Don Davide ebbe delle ritrosie. Egli non seppe decidersi a liberarsi degli ultimi indumenti che quando la guardia si rassegnò a voltare la faccia dall'altra parte.
FILIPPO TURATI
Il criterio nostro è questo; ogni provvedimento sarà vano se non sia assicurata al Paese piena ed intera libertà: libertà di propaganda, di pensiero, d'associazione, d'organizzazione, a tutte le classi della società.

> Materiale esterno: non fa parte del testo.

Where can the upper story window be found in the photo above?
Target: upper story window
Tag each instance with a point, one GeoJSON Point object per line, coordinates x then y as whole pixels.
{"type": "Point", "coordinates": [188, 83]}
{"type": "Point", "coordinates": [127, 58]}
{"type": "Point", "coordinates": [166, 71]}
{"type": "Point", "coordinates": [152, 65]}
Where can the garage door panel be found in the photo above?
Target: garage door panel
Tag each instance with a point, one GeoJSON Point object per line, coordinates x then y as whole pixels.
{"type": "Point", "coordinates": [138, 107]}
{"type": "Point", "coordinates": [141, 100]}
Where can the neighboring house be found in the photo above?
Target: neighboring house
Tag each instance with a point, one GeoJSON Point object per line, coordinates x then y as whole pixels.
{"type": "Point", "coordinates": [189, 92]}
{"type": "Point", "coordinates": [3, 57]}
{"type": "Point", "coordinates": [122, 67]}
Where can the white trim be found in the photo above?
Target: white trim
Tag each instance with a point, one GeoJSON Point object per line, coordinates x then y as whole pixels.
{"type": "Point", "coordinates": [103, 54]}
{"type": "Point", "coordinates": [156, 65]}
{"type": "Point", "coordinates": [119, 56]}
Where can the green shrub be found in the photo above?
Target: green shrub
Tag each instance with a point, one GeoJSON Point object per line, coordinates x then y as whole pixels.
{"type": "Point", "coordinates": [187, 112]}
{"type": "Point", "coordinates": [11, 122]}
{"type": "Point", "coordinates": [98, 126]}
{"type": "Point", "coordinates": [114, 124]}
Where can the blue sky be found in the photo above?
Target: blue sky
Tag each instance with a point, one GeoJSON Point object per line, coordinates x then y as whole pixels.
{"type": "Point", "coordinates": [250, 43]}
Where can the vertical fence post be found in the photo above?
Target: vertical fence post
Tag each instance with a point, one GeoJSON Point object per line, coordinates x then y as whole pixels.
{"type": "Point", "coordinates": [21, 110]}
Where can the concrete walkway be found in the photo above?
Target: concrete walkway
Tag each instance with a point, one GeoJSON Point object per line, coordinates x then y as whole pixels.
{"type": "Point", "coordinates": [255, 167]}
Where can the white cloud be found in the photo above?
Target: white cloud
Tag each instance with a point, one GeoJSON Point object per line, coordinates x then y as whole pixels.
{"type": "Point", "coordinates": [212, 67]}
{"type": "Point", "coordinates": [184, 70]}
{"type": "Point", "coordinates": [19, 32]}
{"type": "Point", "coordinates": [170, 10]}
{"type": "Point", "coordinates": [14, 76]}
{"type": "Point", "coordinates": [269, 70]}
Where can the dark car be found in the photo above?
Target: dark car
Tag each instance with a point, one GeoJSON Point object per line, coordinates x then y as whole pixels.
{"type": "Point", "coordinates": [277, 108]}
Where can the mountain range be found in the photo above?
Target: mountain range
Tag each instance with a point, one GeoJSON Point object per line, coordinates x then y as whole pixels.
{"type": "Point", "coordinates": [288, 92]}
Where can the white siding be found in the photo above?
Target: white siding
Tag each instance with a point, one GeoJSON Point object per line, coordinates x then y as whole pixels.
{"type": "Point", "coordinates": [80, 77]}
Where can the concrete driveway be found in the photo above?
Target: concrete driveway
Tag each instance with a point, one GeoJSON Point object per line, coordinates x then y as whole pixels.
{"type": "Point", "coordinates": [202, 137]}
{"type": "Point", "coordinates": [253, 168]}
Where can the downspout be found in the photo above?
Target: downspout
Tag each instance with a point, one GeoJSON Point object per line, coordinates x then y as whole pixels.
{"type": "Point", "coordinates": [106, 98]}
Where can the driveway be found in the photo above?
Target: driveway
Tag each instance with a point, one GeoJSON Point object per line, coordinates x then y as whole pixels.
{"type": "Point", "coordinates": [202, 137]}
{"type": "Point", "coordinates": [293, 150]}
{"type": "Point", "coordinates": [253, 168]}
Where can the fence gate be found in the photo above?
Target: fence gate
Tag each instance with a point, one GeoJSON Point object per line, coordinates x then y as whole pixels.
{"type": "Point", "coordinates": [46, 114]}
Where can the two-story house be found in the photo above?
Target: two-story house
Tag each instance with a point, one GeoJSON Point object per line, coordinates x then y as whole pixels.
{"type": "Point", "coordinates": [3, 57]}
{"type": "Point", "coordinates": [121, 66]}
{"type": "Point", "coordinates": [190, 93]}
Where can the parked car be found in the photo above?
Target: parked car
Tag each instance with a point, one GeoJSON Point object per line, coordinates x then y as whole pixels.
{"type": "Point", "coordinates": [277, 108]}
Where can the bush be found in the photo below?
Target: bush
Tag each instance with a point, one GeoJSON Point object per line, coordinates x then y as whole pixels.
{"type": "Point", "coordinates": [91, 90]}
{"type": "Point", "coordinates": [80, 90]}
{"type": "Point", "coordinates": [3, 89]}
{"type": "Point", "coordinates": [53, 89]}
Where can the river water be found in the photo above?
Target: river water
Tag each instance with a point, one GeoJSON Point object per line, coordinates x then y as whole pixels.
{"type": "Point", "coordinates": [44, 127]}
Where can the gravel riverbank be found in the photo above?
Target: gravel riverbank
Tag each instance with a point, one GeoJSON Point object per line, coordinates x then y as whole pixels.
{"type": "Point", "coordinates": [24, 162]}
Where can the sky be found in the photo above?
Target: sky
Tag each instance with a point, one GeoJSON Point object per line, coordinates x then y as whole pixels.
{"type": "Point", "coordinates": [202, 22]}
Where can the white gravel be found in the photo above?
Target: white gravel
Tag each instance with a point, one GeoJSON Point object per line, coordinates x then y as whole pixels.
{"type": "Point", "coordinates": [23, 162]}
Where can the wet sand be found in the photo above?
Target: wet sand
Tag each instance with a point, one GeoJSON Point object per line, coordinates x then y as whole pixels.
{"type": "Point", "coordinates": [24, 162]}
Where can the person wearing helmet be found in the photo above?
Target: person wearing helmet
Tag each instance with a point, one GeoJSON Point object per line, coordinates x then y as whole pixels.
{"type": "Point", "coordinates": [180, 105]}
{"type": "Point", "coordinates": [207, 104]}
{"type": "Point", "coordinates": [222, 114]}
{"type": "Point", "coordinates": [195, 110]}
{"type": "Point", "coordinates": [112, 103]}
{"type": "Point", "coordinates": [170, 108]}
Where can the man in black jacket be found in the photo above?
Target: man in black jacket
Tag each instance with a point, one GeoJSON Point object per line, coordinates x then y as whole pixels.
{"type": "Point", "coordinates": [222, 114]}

((Dal primo discorso alla Camera).
L'ho conosciuto nell'ottanta o nell'ottantuno. Io caricavo l'appendice della Plebe di Bignami della zavorra umana che scovavo e raccoglievo negli angiporti e nelle stamberghe, e lui riempiva le colonne di una terapeutica che inchiudeva, colle spinte e controspinte romagnosiane, i germi della giustizia sociale. Era forse la prima volta che la democrazia adulta leggeva in un giornale socialista che la questione criminale è intimamente connessa colla questione economica. Con un centinaio di pagine intitolate Il delitto e la questione sociale il Turati si rivelava un naturalista della scienza penale, un verista che studiava oggettivamente l'uomo delinquente, un sociologo che accusava la società di essere "complice impune dei misfatti che freddamente puniva". Egli credeva fino d'allora che l'ordinamento punitivo fosse essenzialmente transitorio e che il delitto troverebbe la sua cura in uno Stato che volesse "a tutti garantito il frutto integrale del proprio lavoro".
Il suo cruccio erano i suoi nervi. I nervi non gli davano requie. Non lo lasciavano dormire, non lo lasciavano lavorare e gli distruggevano il pensiero di prepararsi un futuro intellettuale.